Who is on the ballot in each contest?
Ms. Haley chose to appear on the primary ballot, and she is the only major Republican candidate left in the race who will be on it. “None of These Candidates” will be an option.
Mr. Trump elected to participate in the caucus, and he is the only major candidate left in that contest. So while Ms. Haley is expected to win the primary, Mr. Trump is all but guaranteed to take the caucuses, earning 26 delegates along the way. No matter the outcome in either contest, Ms. Haley will not earn any.
Critics of the split primary-caucus system have said it was designed to benefit Mr. Trump, who has close ties with the Nevada Republican Party. Prominent political analysts and Mr. Trump’s rivals alike have suggested the process was “rigged” for the former president.
Still, Ms. Haley could have chosen to fight Mr. Trump for delegates by appearing on the caucus ballot, and the state party has denied that it set up the caucus to benefit him.
What about Democrats?
The Nevada Democratic Party will hold one election, a primary, on the same day as the Nevada Republicans, Feb. 6. President Biden will appear on the ballot, as will the self-help author Marianne Williamson. Representative Dean Phillips of Minnesota, another of Mr. Biden’s long-shot challengers, chose not to compete in Nevada.
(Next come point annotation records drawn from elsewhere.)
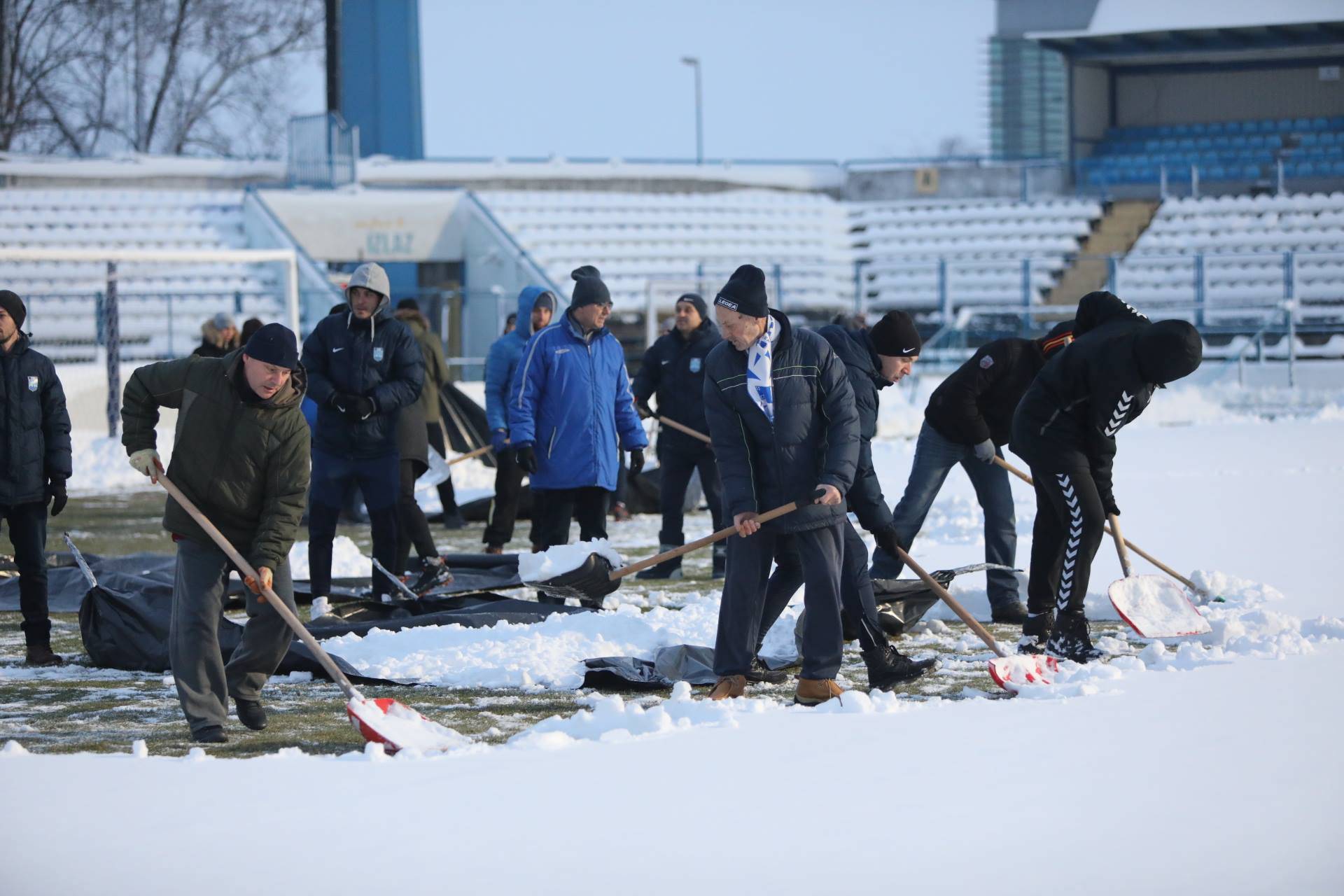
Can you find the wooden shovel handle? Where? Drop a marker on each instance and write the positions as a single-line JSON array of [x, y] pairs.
[[272, 598], [699, 543], [1109, 531], [682, 428]]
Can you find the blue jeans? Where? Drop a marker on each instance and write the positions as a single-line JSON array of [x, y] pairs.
[[934, 458]]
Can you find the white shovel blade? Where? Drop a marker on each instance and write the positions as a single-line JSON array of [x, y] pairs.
[[1156, 608]]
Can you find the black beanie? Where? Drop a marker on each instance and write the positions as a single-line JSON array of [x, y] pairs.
[[1168, 351], [745, 293], [895, 336], [589, 288], [694, 298], [273, 344], [14, 305]]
Nevada has a closed primary system — Democrats can vote only in Democratic elections, and Republicans can vote only in Republican ones. Independent or nonpartisan voters cannot vote in either primary unless they choose a party affiliation during early voting or on the day of the election. In order to participate in the Republican caucus, voters needed to have registered as Republicans in Nevada by Jan. 9.